This morning, I was struggling to write this blog explaining why art is important, and why it's important to teach children, especially young children, about art. My husband and I talked about what art is and why it is important. We are both artists, he is an architect, I am a designer-architect. Our conversation helped me clarify some ideas.
We agreed that art is a dialogue. It's a communication. It's a special kind of communication, one that goes deeply into your human-being-ness. Ok, not a word. But there it is. Art touches our deepest human feelings, if it's good.
We read that when architect Philip Johnson saw Frank Gehry's Bilbao Guggenheim Museum, he cried. Was it because he heard the dialogue? Saw Bilbao's beauty? Understood its power to transform architecture forever? Leading architects, in a poll, voted the Bilbao the most important building of the last hundred years. They felt it too.
Art speaks to us in non-verbal ways. Verbal too. A person who has been working in art, can understand the dialogue. It's rare that you hear it, but when you do, you are deeply touched. When I visited my teacher, the great architect Louis Kahn, after being out in the workplace for twelve years, he spoke to me in his unique monkish way, and I was so deeply moved that I cried. When I saw the play "Red," about Mark Rothko's passionate dialogue with art, I cried. Art touches us deeply. It reminds us that we are human, that we have profound feelings.
Author Leo Tolstoy, explained that the art that you feel, springs from the artist's deepest feelings. We need artists and art to awaken our deep feelings.
So how do we encourage our children to enter this human playground of art, and to enjoy the passionate feelings that can inform their play, their relationships, their work, and their art? How do we encourage them to communicate their most unique ideas?

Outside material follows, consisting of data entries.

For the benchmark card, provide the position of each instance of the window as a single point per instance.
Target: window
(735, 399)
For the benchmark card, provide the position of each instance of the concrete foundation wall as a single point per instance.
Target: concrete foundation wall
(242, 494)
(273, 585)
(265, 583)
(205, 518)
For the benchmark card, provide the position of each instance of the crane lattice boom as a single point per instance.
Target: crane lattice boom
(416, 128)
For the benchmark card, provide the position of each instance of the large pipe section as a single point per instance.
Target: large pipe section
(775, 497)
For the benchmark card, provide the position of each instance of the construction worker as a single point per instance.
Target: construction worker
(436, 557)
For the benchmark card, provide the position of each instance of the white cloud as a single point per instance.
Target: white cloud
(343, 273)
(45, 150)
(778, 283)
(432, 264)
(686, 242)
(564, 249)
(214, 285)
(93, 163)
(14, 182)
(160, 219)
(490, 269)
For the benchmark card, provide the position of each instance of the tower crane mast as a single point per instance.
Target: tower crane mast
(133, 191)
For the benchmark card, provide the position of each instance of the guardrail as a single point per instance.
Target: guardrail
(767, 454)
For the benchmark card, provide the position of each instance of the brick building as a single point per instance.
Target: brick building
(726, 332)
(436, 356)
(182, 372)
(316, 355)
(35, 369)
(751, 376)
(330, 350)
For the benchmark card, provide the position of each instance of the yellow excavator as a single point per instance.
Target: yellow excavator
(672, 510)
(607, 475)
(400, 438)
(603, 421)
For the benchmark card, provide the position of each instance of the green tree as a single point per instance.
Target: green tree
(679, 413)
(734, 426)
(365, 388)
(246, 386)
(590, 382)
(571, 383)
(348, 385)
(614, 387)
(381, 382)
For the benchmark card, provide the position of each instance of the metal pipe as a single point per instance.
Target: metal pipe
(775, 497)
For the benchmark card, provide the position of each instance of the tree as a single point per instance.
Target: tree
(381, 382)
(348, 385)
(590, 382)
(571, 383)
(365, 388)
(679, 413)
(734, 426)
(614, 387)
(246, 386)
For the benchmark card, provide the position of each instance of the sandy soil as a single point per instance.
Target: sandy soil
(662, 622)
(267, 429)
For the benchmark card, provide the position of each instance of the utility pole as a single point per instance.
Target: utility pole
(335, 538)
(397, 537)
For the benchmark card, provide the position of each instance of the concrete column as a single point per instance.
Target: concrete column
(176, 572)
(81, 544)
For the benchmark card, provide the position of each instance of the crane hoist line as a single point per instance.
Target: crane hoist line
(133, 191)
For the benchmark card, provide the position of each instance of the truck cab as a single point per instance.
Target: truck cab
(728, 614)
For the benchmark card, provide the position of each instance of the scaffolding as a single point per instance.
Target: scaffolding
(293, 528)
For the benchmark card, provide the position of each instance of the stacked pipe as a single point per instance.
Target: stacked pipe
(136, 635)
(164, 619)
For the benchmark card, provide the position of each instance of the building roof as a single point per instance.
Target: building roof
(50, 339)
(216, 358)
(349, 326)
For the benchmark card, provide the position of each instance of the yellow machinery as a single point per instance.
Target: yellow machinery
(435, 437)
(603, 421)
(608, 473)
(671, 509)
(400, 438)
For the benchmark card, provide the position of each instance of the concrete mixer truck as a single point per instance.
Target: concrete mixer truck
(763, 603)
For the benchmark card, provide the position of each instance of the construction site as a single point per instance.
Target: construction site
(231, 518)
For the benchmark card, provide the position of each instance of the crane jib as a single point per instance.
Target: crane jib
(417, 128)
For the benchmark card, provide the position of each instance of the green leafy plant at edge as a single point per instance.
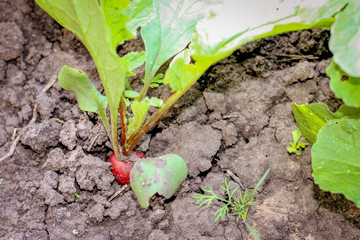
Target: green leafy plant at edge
(237, 205)
(336, 136)
(295, 146)
(186, 31)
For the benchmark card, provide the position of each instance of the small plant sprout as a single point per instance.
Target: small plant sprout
(189, 35)
(295, 146)
(236, 203)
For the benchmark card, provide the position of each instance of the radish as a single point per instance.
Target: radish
(121, 169)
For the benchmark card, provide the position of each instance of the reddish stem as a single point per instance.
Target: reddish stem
(123, 121)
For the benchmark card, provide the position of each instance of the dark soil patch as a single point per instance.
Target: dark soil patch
(237, 118)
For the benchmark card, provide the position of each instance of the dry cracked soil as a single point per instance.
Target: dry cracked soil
(234, 123)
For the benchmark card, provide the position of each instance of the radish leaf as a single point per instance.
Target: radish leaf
(335, 158)
(161, 175)
(344, 86)
(142, 13)
(170, 31)
(310, 118)
(345, 38)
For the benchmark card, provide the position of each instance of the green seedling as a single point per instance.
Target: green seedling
(236, 203)
(295, 146)
(335, 136)
(186, 33)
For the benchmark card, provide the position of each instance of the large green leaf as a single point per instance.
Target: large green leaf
(101, 26)
(140, 13)
(257, 19)
(336, 158)
(310, 118)
(162, 175)
(345, 87)
(171, 30)
(345, 39)
(76, 81)
(181, 73)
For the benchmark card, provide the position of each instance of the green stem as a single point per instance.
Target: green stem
(135, 137)
(106, 123)
(114, 134)
(123, 121)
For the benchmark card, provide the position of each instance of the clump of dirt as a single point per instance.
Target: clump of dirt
(236, 121)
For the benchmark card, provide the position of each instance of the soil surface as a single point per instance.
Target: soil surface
(237, 120)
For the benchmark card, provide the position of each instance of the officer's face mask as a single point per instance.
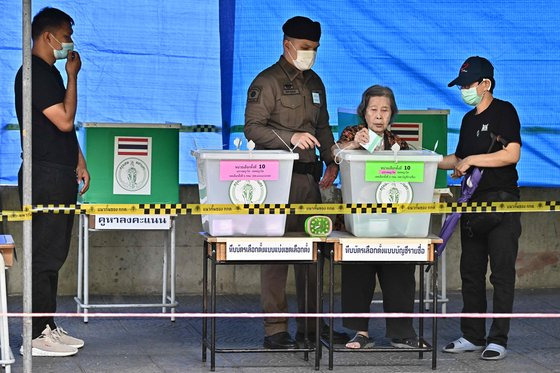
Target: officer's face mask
(61, 54)
(471, 97)
(304, 58)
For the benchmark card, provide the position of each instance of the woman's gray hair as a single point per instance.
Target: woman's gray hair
(377, 91)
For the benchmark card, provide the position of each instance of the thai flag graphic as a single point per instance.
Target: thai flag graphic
(132, 146)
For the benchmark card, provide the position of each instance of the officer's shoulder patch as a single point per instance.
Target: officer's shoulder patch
(254, 94)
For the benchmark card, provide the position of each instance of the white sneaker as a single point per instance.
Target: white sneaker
(63, 337)
(461, 345)
(48, 345)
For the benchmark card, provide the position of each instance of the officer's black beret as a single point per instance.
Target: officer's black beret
(302, 28)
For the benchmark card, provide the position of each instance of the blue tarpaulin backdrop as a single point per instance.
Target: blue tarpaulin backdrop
(192, 62)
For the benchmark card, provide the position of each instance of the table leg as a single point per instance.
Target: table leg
(331, 304)
(164, 272)
(213, 310)
(172, 270)
(421, 309)
(306, 321)
(79, 290)
(204, 297)
(319, 300)
(435, 319)
(86, 272)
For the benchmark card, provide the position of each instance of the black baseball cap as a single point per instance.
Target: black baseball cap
(472, 70)
(302, 28)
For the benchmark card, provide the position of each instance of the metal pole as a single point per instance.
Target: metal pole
(27, 224)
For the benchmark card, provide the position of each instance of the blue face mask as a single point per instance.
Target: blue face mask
(61, 54)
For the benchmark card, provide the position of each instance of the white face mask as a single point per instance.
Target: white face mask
(304, 59)
(61, 54)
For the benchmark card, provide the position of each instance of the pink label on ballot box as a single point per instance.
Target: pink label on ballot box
(248, 170)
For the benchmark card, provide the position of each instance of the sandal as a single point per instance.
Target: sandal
(362, 341)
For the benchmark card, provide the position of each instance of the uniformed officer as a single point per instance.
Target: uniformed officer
(286, 108)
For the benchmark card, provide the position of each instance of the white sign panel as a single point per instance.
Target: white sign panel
(133, 222)
(132, 170)
(269, 249)
(360, 251)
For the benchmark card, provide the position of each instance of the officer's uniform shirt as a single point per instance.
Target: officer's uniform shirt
(286, 100)
(49, 143)
(501, 119)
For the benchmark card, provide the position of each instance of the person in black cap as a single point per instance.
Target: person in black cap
(286, 108)
(486, 236)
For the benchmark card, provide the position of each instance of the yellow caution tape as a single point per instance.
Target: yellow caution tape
(15, 215)
(294, 208)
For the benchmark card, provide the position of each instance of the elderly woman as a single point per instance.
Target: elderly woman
(377, 111)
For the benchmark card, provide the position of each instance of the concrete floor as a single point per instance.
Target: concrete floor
(157, 345)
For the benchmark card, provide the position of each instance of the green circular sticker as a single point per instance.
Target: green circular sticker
(393, 192)
(318, 226)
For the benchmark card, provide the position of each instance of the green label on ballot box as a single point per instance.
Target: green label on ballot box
(412, 172)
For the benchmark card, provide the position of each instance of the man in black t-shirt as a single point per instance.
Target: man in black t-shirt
(58, 167)
(494, 237)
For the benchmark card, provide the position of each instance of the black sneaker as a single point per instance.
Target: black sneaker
(406, 343)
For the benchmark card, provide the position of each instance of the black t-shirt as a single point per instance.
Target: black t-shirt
(49, 143)
(501, 119)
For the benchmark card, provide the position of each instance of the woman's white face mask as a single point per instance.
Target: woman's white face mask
(304, 58)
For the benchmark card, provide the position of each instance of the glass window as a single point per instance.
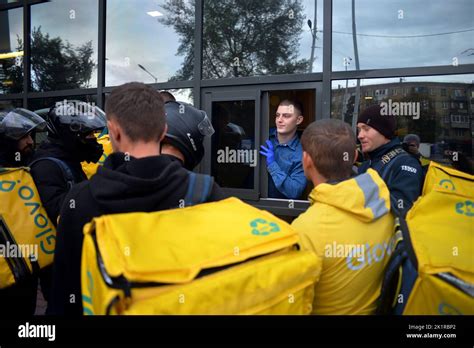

Parents are our first art teachers and our first "art" dialogue: baby's earliest singing sounds and the responsive singing of a parent. Toddlers move on to singing and dancing, then plunge into finger-painting and forming playdoh shapes, happy with Mom's responses. So important, Mom's responses to her child's art works.
Later on, children need art experiences that will engage their sense of process, problem-solving, and idea-making. They need innovative, conceptual projects that will help them see elements that can become art, that will develop their vocabulary and promote their desire to communicate ideas.
The Artbus parent-child workshops, are designed to offer parents and their children a special art experience: art at the highest level. The workshops take place in an artist's studio. Parents and children meet the artist and learn about his art. His paintings are on the walls. His favorite objects are all around the studio. His latest materials are on the table. The children are excited by all this. They understand immediately, that this is a "real" art studio, a place where exciting art ideas happen. Where process is important. It is inspiring.
Artbus started in 1980. The first Artbus children, are now parents. They remember the workshops with affection and would now like their children to have a similar art experience. In response, we are preparing another series of workshops that will we hope will inspire another generation of young artists, but certainly, another generation of art sponsors.
We plan to begin visiting artists in September 2010. We wonder how we can bring these special art workshops to schools and museums, to inspire a great many more children to step into the world of creativity and art?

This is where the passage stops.